Kerecis donates fish skin grafts to Ukraine

Products from the Icelandic medical fish skin company Kerecis are now in Ukraine, where they will be used in the treatment of burns, bombs and gunshot wounds. Kerecis employee Anastasiya Shyshkova took the medical devices to Belgium and handed them to the medical doctor Dr. Ihor Vitenko, who then drove them to Ukraine where he intends to use them to treat patients.

Dr. Ihor Vitenko to the left and Anastasiya Shyshkova.

The products in question are made from cod skin in Iceland and are used for wound treatment in many parts of the world.

Anastasiya, one of more than 200 Kerecis employees, was born in Ukraine but grew up in Canada. She now lives in Iceland with her Belgian husband.

Like many, Anastasiya has been following developments in her country of birth closely in recent weeks and days, but after experiencing great anxiety and despair, she decided to take matters into her own hands.

“The terrible situation in Ukraine due to the invasion of the Putin government and the uncertainty about the future of the family, especially my grandfather, caused me great uproar. I was constantly looking for news and checking that the city I was born in was still OK. I was helpless about how I could lend a helping hand, “says Anastasiya.

Taking a van to the Ukraine

Her perplexity did not last long, however, but shortly after the invasion began, she received word from a Ukrainian doctor working in Belgium, Dr. Ihor Vitenko. Hoping to be able to help the Ukrainians in the war with Russia, he had recently bought a van, which he now fills with medical supplies with plans to drive it to Ukraine. In the Ukraine, he works in hospitals in the conflict zone and teaches doctors there the latest in Western wound care.

Dr. Ihor Vitenko going to Ukraine with supplies

With the help of her mother-in-law, Anastasiya was able to contact the doctor.
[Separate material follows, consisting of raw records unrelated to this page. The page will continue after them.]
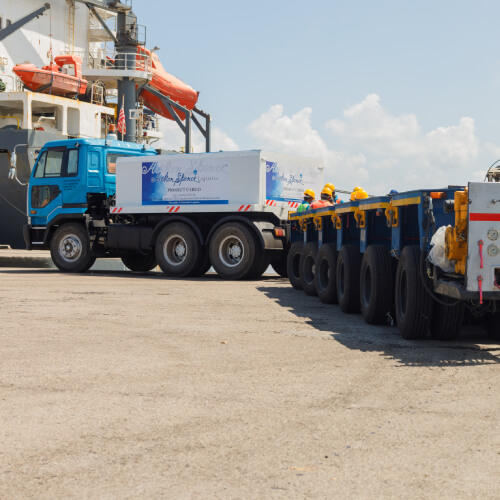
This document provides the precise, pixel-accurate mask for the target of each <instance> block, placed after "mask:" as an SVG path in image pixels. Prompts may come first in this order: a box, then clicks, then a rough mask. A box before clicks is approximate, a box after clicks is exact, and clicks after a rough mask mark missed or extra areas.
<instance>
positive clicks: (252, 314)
mask: <svg viewBox="0 0 500 500" xmlns="http://www.w3.org/2000/svg"><path fill="white" fill-rule="evenodd" d="M7 253H8V252H6V251H3V250H0V266H6V265H8V266H9V265H10V266H12V265H13V264H15V265H16V266H17V267H1V268H0V315H1V322H0V356H1V358H0V359H1V364H0V394H1V396H0V397H1V401H0V498H9V499H10V498H245V499H246V498H412V497H413V498H450V499H451V498H453V499H455V498H499V496H500V493H499V488H498V477H499V470H500V411H499V409H500V391H499V387H500V365H499V362H500V345H498V343H496V344H495V343H492V342H489V340H488V338H487V337H486V336H484V335H483V333H482V331H481V330H478V329H474V328H466V329H465V331H464V332H463V335H462V336H461V338H460V339H459V340H458V341H454V342H451V343H443V342H434V341H430V340H429V341H421V342H410V341H405V340H402V339H401V338H400V337H399V335H398V331H397V329H396V328H394V327H392V328H391V327H389V326H381V327H373V326H367V325H366V324H365V323H364V322H363V321H362V319H361V317H360V316H359V315H354V316H348V315H345V314H343V313H341V312H340V310H339V308H338V306H327V305H324V304H322V303H321V302H320V301H319V300H318V299H317V298H314V297H308V296H306V295H305V294H303V293H302V292H299V291H296V290H294V289H292V288H291V287H290V285H289V284H288V282H287V281H286V280H283V279H281V278H279V277H277V276H275V275H271V276H267V277H265V278H264V279H262V280H260V281H251V282H224V281H222V280H220V279H219V278H218V277H217V276H215V275H208V276H207V277H205V278H203V279H183V280H181V279H179V280H175V279H165V278H162V277H161V275H159V274H157V273H148V274H143V275H137V274H132V273H129V272H125V271H122V270H119V269H118V270H109V271H92V272H90V273H87V274H84V275H67V274H62V273H59V272H58V271H56V270H55V269H52V268H48V267H43V266H44V265H45V264H43V262H45V261H46V260H47V255H46V254H38V257H37V258H39V259H40V260H38V261H35V262H31V263H30V264H29V265H28V263H27V262H24V265H23V262H21V261H19V260H18V261H15V262H14V261H13V260H12V255H10V256H8V255H7ZM16 255H17V256H18V257H19V258H20V257H21V255H22V254H21V253H18V254H16ZM33 265H36V266H37V267H31V266H33Z"/></svg>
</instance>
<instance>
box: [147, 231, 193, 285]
mask: <svg viewBox="0 0 500 500" xmlns="http://www.w3.org/2000/svg"><path fill="white" fill-rule="evenodd" d="M155 255H156V261H157V262H158V265H159V266H160V268H161V270H162V271H163V273H164V274H165V275H166V276H169V277H177V278H184V277H186V276H189V275H190V274H191V273H193V272H195V270H196V269H198V267H199V265H200V261H201V258H202V251H201V245H200V242H199V240H198V238H197V236H196V234H195V232H194V231H193V229H192V228H191V227H189V226H188V225H187V224H183V223H182V222H174V223H172V224H169V225H168V226H166V227H164V228H163V229H162V230H161V231H160V234H159V235H158V237H157V238H156V244H155Z"/></svg>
“I had told him my shared experience of the injustice and asked him if he had ever heard of or worked with fish-skin based medical devices for wound care. He had not involved, but was very interested in it,” says Anastasiya.

The goods arrived a day later, on a Sunday, February 27th, just a few days after the Russian invasion of Ukraine began, and Anastasiya received a green light from Kerecis to take the goods to Belgium and on Monday morning she boarded a plane bound for Amsterdam.

From there, she rented a car directly to Belgium, where she delivered the medical supplies in person.

According to Anastasiya, she was met with a lot of gratitude upon her arrival and the doctor was extremely fond of having the products delivered in person.

 “I had a great conversation with Dr. Vitenko who barely had time to answer the phone when I was there.”

“During the time I was talking to him, he was offered three ambulances to take with him across the border to Ukraine,” said Anastasiya.

Dr. Vitenko set off with the medical supplies last week and headed for Poland. From there, the road led to the Ukrainian border, where Anastasiya hopes the products will be put to good use.